PLASTIC PEOPLE…OH BABY HOW YOUR SUCH A DRAG! (FRANK ZAPPA-R.I.P)
KEEPING IT AS REAL AS RAIN ON A SUNNY DAY!
NIGEL S. CLAYTON—-A NEGRO WHO SPINS CLASSICS 1949 TO 2000and?….ALL VINYL FOR ALL PEOPLE

damm it a lot of insecure haters on here LOL! these old azz DJ’s still using only turntables is like Old farts still using checks instead of a debit card LMAO! Upgrade ya self it is the new world if you don’t like dig a hole a lay in it.

Good point. But..

what if you have already know how to mix vinyl & cdjs? and still choose to spin digital

I love the flexibility of looping and being able to search and get the track I want in an instant & browse around.. also I’m able to mix faster without running whole tracks, mixing just at the last 20 seconds of every song like MOST “true” djs I see in my town.

By the way, I do agree that picture is truly pathetic. I mean, come on.. there’s a difference between mixing and just pushing play on a computer & acting stupid.

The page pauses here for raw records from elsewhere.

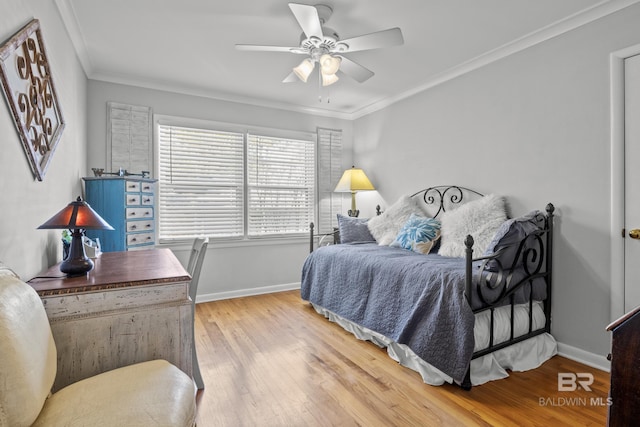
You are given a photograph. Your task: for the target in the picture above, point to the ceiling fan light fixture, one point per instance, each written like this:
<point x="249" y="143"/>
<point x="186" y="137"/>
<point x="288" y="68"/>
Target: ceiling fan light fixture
<point x="329" y="79"/>
<point x="304" y="69"/>
<point x="330" y="64"/>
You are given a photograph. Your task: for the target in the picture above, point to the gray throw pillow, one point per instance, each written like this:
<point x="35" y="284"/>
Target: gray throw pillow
<point x="509" y="236"/>
<point x="353" y="230"/>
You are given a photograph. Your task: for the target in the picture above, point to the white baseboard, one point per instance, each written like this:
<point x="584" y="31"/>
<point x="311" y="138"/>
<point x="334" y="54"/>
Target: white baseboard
<point x="247" y="292"/>
<point x="590" y="359"/>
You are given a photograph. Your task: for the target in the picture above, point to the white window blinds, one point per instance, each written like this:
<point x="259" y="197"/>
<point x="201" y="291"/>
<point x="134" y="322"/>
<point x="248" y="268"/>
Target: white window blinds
<point x="329" y="173"/>
<point x="201" y="183"/>
<point x="280" y="183"/>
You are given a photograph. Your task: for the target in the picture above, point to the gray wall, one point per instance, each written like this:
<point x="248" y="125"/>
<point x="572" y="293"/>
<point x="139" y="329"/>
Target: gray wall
<point x="533" y="127"/>
<point x="230" y="269"/>
<point x="25" y="202"/>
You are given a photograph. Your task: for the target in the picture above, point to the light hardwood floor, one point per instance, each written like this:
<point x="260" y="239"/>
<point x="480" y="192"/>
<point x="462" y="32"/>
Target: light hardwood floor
<point x="271" y="360"/>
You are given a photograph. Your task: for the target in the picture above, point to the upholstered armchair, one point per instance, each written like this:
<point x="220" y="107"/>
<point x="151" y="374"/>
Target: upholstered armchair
<point x="154" y="393"/>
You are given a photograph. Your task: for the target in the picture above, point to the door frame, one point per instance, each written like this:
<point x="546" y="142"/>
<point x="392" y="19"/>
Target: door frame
<point x="617" y="177"/>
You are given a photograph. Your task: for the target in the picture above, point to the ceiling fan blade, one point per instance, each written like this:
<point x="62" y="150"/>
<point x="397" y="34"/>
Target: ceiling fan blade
<point x="263" y="48"/>
<point x="291" y="78"/>
<point x="307" y="17"/>
<point x="385" y="38"/>
<point x="355" y="70"/>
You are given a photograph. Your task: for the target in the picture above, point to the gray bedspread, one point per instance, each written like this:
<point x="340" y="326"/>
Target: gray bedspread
<point x="417" y="300"/>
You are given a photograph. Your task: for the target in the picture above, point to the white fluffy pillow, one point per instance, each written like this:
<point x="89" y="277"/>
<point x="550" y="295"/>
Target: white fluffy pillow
<point x="481" y="218"/>
<point x="386" y="226"/>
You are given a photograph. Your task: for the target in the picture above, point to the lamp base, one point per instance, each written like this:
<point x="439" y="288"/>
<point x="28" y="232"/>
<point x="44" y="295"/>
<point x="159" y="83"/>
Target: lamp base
<point x="77" y="263"/>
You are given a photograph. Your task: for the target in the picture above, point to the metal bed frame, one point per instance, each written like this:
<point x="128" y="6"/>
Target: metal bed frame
<point x="534" y="254"/>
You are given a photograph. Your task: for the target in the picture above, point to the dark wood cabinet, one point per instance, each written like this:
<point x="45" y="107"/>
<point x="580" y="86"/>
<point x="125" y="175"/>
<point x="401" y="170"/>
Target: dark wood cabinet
<point x="625" y="370"/>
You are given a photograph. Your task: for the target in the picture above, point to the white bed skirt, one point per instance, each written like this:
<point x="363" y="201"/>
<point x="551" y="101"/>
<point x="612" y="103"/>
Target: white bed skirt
<point x="528" y="354"/>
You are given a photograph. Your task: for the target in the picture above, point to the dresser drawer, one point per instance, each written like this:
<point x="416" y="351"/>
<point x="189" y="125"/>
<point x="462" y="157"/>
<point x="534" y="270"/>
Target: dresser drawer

Wow, I never thought I’d really get much traction on this blog. This issue is certainly divisive, some people love ableton/traktor/serato, etc. and some people hate it…fair enough. There’s a lot of good input here, even with the haters 😉

Not every DJ is going to garner respect from every person, deserved or not. Even great DJs get shit from time to time, it happens. 95% of people who go to parties don’t give a shit if the DJ knows his shit, they just want to dance and have a good time. They don’t even notice trainwrecks (seriously, try it out, trainwreck on purpose…it’s incredible how people don’t even think twice). Technical proficiencies aside, if you’re going to get in front of a crowd to rock a party, then goddamn it, bring the heat and make me dance.

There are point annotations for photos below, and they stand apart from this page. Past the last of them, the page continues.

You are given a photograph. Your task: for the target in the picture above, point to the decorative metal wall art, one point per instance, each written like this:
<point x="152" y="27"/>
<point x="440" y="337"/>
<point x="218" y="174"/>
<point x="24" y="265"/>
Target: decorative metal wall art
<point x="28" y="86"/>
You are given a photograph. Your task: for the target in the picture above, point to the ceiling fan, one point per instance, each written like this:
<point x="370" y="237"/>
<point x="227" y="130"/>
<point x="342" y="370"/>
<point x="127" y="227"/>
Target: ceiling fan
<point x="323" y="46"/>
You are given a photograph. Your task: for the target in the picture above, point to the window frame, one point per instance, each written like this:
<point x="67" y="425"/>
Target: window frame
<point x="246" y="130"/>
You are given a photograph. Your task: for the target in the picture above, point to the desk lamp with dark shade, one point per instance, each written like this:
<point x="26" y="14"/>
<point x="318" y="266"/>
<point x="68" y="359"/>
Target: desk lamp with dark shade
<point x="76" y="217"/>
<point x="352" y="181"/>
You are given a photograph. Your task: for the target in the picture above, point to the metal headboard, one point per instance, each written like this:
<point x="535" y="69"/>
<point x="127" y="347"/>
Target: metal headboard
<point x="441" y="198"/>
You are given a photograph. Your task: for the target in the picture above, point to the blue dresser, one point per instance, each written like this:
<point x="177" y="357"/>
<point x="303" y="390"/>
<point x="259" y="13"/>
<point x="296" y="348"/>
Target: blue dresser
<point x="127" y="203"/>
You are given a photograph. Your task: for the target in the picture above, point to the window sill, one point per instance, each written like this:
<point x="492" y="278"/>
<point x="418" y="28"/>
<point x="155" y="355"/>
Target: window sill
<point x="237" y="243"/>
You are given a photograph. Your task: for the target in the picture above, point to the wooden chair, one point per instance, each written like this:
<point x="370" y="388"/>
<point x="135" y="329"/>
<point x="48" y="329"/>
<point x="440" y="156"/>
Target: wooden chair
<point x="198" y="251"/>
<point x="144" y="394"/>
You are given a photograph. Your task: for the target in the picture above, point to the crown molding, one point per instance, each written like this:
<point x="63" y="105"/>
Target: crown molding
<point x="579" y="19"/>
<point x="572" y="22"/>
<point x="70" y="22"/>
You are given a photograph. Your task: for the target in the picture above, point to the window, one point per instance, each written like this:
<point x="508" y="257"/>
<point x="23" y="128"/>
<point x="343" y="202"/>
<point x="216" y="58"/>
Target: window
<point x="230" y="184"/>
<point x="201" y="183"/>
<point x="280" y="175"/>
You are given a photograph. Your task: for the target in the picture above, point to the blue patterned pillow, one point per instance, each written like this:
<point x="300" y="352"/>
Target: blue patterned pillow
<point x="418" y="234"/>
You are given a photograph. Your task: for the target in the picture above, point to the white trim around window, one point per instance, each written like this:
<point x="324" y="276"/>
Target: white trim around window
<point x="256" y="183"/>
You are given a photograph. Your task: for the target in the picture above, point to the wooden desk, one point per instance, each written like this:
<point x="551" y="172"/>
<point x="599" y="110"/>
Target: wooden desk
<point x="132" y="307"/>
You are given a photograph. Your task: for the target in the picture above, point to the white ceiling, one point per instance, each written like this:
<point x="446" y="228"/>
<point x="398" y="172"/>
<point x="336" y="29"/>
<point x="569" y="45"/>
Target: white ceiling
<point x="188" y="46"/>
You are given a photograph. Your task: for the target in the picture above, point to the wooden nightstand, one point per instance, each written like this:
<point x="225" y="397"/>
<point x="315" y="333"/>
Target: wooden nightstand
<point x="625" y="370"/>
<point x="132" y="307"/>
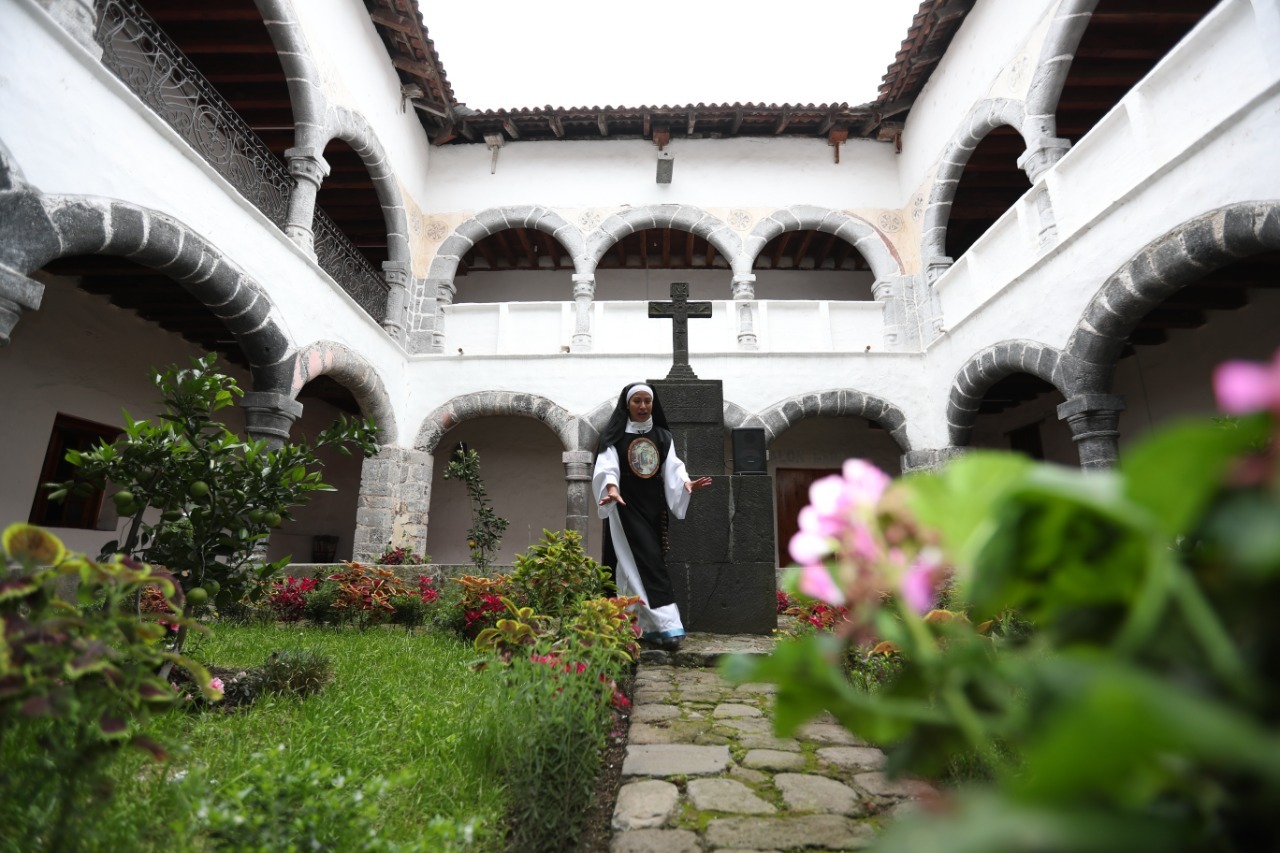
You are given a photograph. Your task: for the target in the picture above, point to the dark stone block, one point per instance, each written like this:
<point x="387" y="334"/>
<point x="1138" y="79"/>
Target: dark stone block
<point x="698" y="401"/>
<point x="27" y="238"/>
<point x="726" y="598"/>
<point x="128" y="229"/>
<point x="265" y="346"/>
<point x="703" y="534"/>
<point x="164" y="241"/>
<point x="750" y="538"/>
<point x="81" y="228"/>
<point x="702" y="448"/>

ps. how the hell did all of you find this blog post? 🙂

Hey Nigel – I feel your pain bro – I own in Excess of 10,000 pieces of Vinyl all of which are now happily collecting dust in my garage – So I embraced the tech and moved on to get work…I would suggest you rip your crate of rare vinyl to MP3’s and start using Ableton and an Akai APC 40. You sound like a man of age dude….save your back the grief…

oh and Dustin – type ableton hater into Google and see what page ranks 1st….=]

I understand what you are saying, and that picture is fucking hilarious, it is just sad that people like that can get gigs. I started on vinyl, switched to ableton and recently switched to serato. Vinyl is the best and sounds the best, hands down, but I do not think it is completely fair to say “Accessibility breeds mediocrity”. In my job I have to listen to small minded co-workers tell me how hip-hop is not music and how “real” music is made with “real” instruments. “Accessibilty” is what made it possible for hip hop to get started, people couldn’t afford guitars or drums and wanted to have fun so they used what they had and made something amazing. What that douche did in that picture is inexcusable, that is just a sad way of doing things and maybe it is not how it was done before, but don’t blame ableton for idiots like that “dj”. Ableton is a different instrument from two turntables and you can do alot more with it than just make a premade mix. Like i said though, I just switched to serato and it was for that reason, ableton just felt to stiff and rigid and sometimes I just like to switch genres or bring a track to a screaching halt and you can’t really do that on ableton. It seems to take all kinds, if I can blend tracks but can’t scratch, am I a shitty dj? What if I have all the technical skills in the world but play shitty music? Would you rather hear someone playing awesome songs from his ipod or someone playing worn out vinyl just because he’s been practicing the same set for 5 years? Being a good dj is a multitude of things: technical skills, being able to read a crowd, and having great taste in music. Awesome post by the way, I would have never guessed that people actually can get away with what I saw in that pic.

oh and btw, I found this blog post by googling “ableton djs suck” to see what people thought about it, I have a gig this Saturday and haven’t played out in a while, just wondering what the consensus was.

MOST LA DJ Suck… however if you are over 25 you prolly have found the real underground, where vinyl is still king! Most DJs have been forced to go digital (not because of their back) because producers are NOT pressing vinyl. THEY are where the cop out starts…. Im from Detroit and although we may not have the crowds that LA has…our DJs ALL make CA look like amateurs… There is ONE record pressing plant in Detroit left (Archer)
and had the new hot records actually been vinyl.. maybe more of us would still be luggin (or having our friends do it) Technology is great and totally a part of this (supposed to be) PROGRESSIVE music, however the SOUL of the music CAME from MIXING 2 RECORDS LIVE… thats the soul, thats the show, thats what makes you NOT the next guy. Computers are fine for mixes and producing… but LIVE? unless you’re “performing” LIVE PA…. play some fucking records already…. parties have become no more than “whos got the space and flyers?” if you ever want to see some real DJs… book Detroit Techno Militia or Bang Tech 12 Dj’s

yeah but these dj’s produce there own music that is loved everywhere so why are you hating?

After almost a year of leaving this thread open, I am now closing comments. This debate will continue to live on, but I think there are better outlets for it than here. Thanks for everyone’s input, it’s nice to see a wide range of ideas on the subject. Ultimately, it’s all about the music. So I suggest going out an supporting those who you move or who make you move.